I am not saying Instructure has done anything wrong. But you can’t tell me the value of students data isn’t a big part of the reason the private equity firm is buying the company. And you can’t tell me that this data will not be used for doing bad down the road—do you really want to die on this hill? If you are passionately defending the credibility of a publicly traded technology company that was acquired by a private equity firm against people who are concerned for the privacy of students, and people arguing for strongly policy defending students rights—you are part of the problem. You are either believing that data is valuable and it is the right of companies to profit off student data, or you are isolated and missing the bigger picture when it comes to how data is the new oil, and the majority of technology startups are looking to profit from the creation, enrichment, and selling of data. I am hoping that it is the latter, but I also come across a lot of people who are actively in the know, and still police the front lines, and repeat the marketing message that startups are good.

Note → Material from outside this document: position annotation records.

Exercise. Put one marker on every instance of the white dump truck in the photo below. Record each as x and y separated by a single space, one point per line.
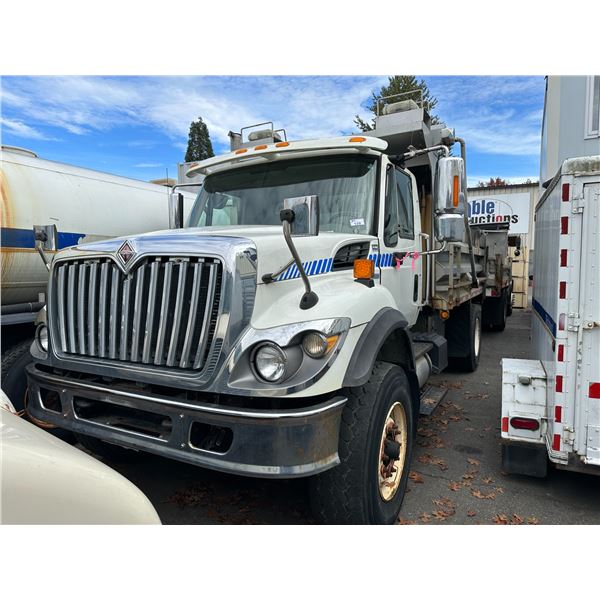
290 328
68 205
551 403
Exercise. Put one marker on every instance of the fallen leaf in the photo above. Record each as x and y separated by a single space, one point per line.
479 494
440 463
416 477
442 515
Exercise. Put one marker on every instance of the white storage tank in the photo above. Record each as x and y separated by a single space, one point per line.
85 205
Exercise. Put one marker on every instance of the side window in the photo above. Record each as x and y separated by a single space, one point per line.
406 224
399 217
390 230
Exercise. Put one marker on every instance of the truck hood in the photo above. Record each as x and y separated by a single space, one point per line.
316 252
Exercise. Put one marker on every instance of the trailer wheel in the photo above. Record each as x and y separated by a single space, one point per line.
106 450
463 332
375 448
14 380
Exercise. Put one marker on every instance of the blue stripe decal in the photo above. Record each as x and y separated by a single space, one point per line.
546 318
23 238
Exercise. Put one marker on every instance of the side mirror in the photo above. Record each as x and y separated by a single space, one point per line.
45 237
450 199
305 219
175 210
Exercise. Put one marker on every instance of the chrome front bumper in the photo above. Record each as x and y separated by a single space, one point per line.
285 443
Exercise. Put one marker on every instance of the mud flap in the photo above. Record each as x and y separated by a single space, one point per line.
525 459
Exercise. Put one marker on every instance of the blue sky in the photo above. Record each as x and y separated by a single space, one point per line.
138 126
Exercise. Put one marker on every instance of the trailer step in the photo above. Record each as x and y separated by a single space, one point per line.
431 396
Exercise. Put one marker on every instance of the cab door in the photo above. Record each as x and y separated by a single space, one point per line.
399 239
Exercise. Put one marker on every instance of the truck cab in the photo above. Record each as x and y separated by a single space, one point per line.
287 330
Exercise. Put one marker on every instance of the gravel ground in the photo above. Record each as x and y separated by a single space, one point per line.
455 478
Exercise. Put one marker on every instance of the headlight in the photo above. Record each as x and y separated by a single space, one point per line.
41 337
270 362
316 345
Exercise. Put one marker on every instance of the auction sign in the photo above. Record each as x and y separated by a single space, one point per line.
501 208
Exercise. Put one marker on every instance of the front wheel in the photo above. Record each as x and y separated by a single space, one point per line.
375 448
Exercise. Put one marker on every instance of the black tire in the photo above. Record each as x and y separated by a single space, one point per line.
106 450
463 332
14 380
349 493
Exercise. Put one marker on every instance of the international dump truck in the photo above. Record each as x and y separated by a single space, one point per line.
289 329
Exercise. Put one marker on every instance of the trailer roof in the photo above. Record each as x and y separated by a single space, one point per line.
273 150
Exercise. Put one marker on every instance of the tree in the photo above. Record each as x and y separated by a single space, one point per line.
199 144
494 182
400 84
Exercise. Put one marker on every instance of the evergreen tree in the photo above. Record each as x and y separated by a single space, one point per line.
199 144
399 84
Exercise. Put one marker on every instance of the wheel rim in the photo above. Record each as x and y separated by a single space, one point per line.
394 438
477 340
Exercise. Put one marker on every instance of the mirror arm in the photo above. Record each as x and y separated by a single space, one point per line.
309 298
463 155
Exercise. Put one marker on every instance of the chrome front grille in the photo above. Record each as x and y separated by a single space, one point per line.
162 313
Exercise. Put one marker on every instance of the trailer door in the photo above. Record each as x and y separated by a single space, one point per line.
588 419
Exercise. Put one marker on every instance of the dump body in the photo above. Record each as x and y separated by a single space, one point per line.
566 325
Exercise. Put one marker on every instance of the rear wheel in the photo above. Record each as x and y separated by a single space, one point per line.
463 332
375 448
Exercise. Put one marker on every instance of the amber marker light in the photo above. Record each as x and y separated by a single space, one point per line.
364 268
455 192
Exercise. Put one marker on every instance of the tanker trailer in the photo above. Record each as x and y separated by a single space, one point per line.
83 205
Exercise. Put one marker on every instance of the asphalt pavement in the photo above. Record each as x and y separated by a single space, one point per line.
455 477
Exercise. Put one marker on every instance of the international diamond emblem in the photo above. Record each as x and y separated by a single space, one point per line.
126 252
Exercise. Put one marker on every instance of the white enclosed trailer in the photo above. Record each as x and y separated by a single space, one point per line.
551 404
79 205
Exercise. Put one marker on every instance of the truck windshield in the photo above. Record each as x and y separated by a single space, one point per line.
254 195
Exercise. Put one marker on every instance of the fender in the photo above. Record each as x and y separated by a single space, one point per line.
386 338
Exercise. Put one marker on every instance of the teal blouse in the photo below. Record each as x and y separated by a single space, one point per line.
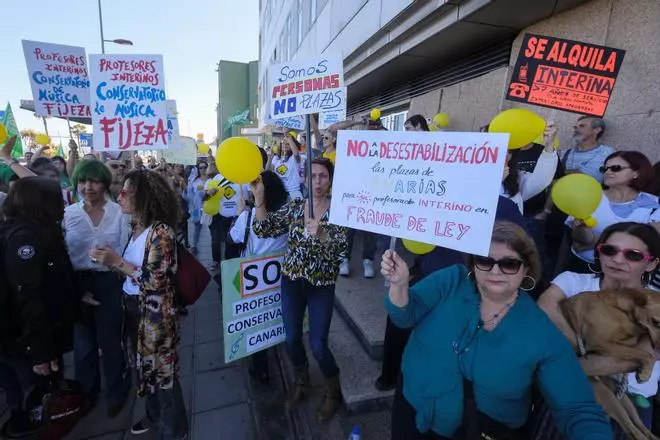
503 364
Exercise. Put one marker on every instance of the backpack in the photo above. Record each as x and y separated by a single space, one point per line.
191 277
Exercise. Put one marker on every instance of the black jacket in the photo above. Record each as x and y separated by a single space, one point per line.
41 296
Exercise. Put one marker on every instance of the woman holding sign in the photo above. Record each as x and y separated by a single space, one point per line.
478 345
286 164
309 272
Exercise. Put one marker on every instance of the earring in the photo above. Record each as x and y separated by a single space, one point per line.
533 282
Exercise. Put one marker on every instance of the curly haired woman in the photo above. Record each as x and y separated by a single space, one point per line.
148 263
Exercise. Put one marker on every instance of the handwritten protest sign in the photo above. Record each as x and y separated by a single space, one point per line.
420 185
128 102
251 303
304 87
564 74
59 79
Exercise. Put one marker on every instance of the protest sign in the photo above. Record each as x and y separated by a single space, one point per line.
251 304
306 86
420 185
128 102
563 74
59 79
86 140
185 154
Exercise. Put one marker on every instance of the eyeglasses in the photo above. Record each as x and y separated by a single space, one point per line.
508 266
632 255
613 168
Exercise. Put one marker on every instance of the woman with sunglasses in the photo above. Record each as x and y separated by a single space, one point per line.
626 177
479 344
285 163
149 263
195 194
627 254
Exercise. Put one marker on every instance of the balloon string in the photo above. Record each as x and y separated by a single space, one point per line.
392 246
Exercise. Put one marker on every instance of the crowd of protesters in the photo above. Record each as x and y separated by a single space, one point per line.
89 246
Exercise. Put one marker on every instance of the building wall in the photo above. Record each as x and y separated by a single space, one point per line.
306 28
632 117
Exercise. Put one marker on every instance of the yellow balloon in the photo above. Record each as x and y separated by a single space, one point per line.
3 133
441 120
578 195
211 205
416 247
522 125
42 139
203 148
238 160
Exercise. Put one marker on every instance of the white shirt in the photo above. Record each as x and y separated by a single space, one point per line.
81 234
255 245
532 184
288 170
605 216
134 254
571 284
229 195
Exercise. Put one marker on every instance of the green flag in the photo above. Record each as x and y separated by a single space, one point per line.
12 130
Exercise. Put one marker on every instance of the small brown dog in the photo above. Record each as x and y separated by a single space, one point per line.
612 323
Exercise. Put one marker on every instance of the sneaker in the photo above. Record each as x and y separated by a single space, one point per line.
344 268
368 268
140 428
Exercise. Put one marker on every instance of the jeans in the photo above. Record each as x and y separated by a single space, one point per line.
166 413
132 315
395 342
101 327
197 231
297 296
368 244
219 232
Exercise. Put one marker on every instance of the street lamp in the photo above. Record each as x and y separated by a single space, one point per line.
103 41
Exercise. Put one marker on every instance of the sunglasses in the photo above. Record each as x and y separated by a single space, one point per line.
508 266
613 168
632 255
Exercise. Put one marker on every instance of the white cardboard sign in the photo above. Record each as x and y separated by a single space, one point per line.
433 187
129 109
302 87
59 79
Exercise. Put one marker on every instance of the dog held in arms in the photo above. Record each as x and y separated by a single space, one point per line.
612 324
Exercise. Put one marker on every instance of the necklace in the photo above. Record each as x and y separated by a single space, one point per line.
490 324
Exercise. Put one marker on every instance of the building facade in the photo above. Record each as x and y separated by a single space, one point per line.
455 56
237 97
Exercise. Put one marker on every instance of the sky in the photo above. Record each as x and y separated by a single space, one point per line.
192 36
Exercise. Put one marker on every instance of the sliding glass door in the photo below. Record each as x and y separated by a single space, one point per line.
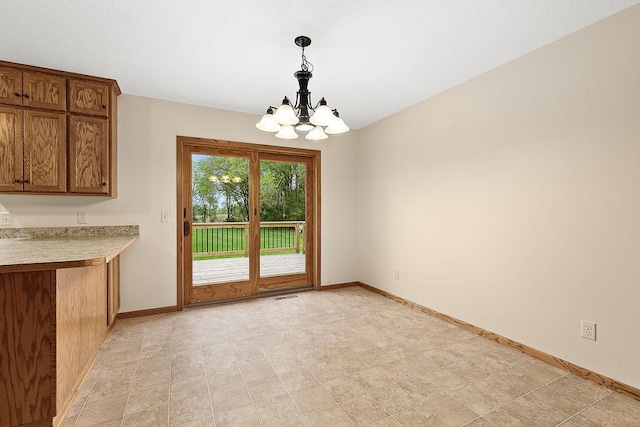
248 220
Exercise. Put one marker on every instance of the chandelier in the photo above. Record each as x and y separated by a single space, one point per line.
317 121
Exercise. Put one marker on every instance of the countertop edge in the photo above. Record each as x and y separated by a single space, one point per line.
21 268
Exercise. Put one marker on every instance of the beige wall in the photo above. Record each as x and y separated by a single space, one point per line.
513 200
147 185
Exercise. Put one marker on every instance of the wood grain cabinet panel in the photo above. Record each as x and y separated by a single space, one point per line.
89 98
10 149
38 153
32 89
44 91
113 289
45 151
88 155
27 335
10 86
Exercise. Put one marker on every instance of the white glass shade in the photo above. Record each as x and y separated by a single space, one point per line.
286 132
304 127
285 115
268 124
322 116
336 126
316 134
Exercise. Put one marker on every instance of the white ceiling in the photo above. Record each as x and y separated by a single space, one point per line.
372 58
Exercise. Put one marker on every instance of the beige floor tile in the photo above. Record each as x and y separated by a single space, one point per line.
298 379
334 417
386 422
363 410
190 409
151 416
476 399
144 380
507 417
187 387
420 389
257 370
418 416
480 422
568 395
266 388
449 410
343 388
372 379
244 416
368 353
540 412
394 398
147 399
101 410
225 399
312 399
204 422
325 370
625 414
276 410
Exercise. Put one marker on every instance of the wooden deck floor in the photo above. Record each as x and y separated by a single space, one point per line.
233 269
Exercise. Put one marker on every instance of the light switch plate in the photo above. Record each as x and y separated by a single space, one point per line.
5 218
82 217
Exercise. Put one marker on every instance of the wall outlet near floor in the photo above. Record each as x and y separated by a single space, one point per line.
5 218
82 217
588 330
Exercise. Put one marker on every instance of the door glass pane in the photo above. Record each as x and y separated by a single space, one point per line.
282 218
220 236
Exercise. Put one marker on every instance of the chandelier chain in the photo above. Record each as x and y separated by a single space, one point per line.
306 65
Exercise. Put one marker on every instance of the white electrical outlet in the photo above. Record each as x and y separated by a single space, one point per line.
5 218
82 217
588 330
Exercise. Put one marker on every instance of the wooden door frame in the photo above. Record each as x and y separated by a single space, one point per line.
184 142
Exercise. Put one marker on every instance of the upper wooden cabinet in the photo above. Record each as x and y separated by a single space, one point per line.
33 89
89 98
45 152
88 155
11 149
57 131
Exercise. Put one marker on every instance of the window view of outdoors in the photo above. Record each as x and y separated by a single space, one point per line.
221 219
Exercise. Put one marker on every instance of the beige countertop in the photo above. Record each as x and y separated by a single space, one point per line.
54 248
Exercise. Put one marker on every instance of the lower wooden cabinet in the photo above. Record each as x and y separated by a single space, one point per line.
113 289
52 325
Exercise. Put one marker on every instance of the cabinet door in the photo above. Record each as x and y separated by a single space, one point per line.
113 289
45 152
10 86
44 91
88 155
10 149
89 98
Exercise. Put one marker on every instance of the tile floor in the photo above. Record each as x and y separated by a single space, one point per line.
338 358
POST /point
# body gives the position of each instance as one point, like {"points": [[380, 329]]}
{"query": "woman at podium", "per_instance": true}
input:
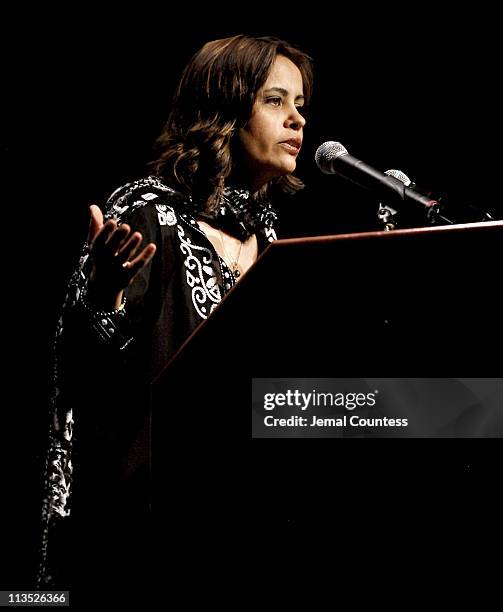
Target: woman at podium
{"points": [[160, 255]]}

This blind belief of startup storytelling and hype is why private equity firms buy beloved brands. This is why new waves of startups are founded, grown, and then harvest by industry leading firms. Because people blindly believe that the goodness that exists within the early days of a startup, and the goodwill they create will always be baked into the DNA of the startup—even once it is acquired. Instagram is still that amazing bootstrapped startup despite being part of Facebook, and Ben & Jerry’s is still owned by those two quirky founders despite being owned by Unilever. Now don’t DM, email, or Tweet at people declaring I’m anti-startup—that is a weak sauce argument. Or try to say I”m saying we should do startups at all. I still believe we should do them. I still believe that startups can be a force for good. I still believe that venture capital can be necessary. What I am saying is we should always be skeptical and critical of the constant flow of feel good messaging out of startups, and we should always be mindful of what can happen in the future. We should all work hard to make sure there is strong policies in place at the state and federal levels protecting the rights of end-users, and not just the interests of corporations and their investors.